In the wake of California’s recent drought, Kathleen Brenzel of Sunset Magazine caught up with UC Press author Lynn Ingram for a question and answer session about water scarcity, our next steps, and other important points from The West Without Water. Merging climate and paleoclimate research from a wide variety of sources, the book documents the tumultuous climate of the American West over twenty millennia, telling tales of past droughts, deluges, and predictions about the impacts of future climate change on water resources.
“Q: Your book mentions 1976-77 as the driest single year in recorded history of the West, when precipitation levels dropped to less than half the average level throughout the state, when increased use of ground water for agriculture and cities caused a precipitous drop in the water table throughout the state, and when some of the highest regions of the Sierra Nevada lost three-fourths of their trees. How do you think the current drought stacks up?

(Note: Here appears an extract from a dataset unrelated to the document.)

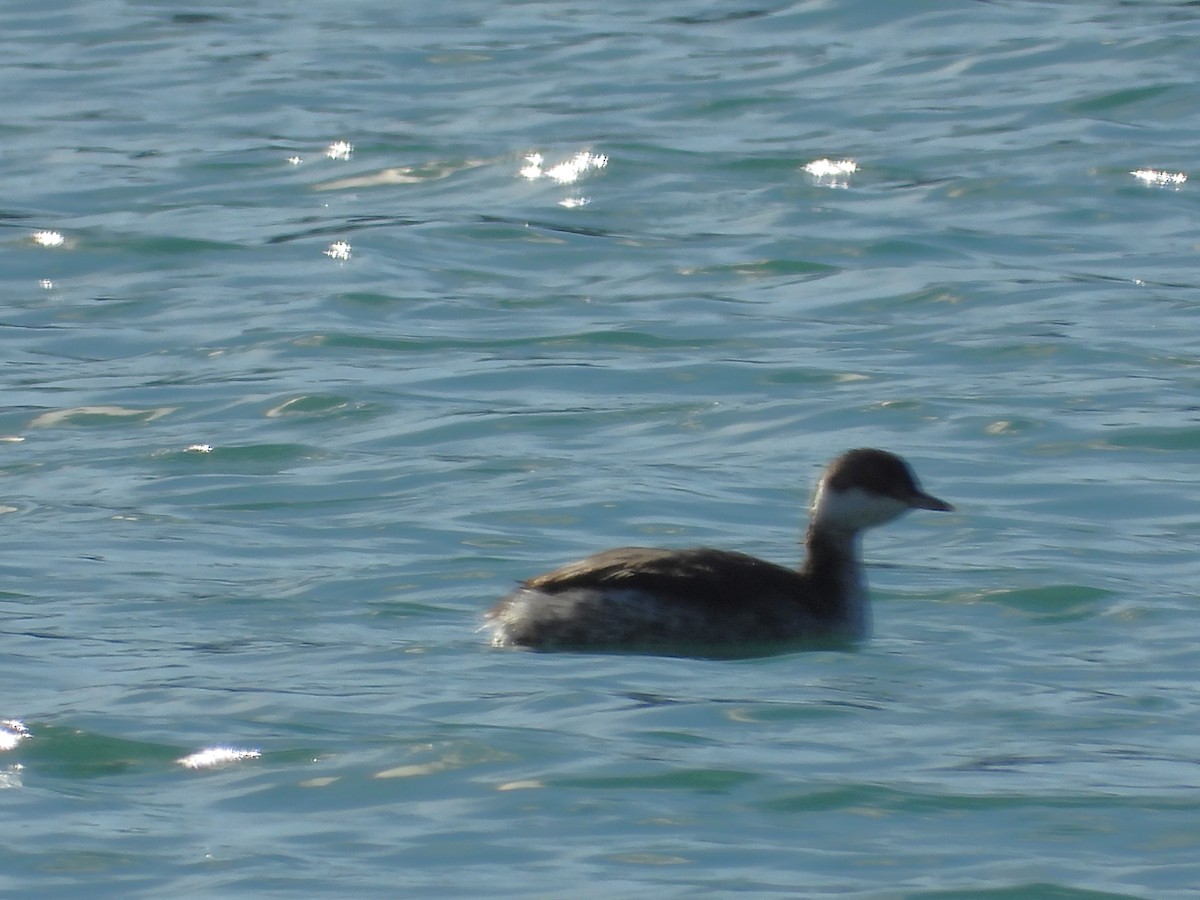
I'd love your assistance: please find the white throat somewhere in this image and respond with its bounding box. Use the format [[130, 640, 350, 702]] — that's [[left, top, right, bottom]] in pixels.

A: “We’re calling 2015 the fourth year of drought. But the last 15 years have shown below average precipitation. Our snowpack is only at 6 per cent of normal; it was 25 per cent in 1976. We’re worse off now.”
“Q: In your book, you say that “humans have moved into the deserts, floodplains, and deltas of the West, exacting a high cost to the natural environment;” that “there is not enough water to reliably meet all desired uses and needs;” and that “a more sustainable water future in the West would include linking urban growth with water supply and availability.” What’s the most important lesson we can take from all of this?
A: “We took water for granted in the 20th century. We all need to think of water as an increasingly scarce and precious resource. There must be things that individuals and society can do to increase our resilience during future water shortages.”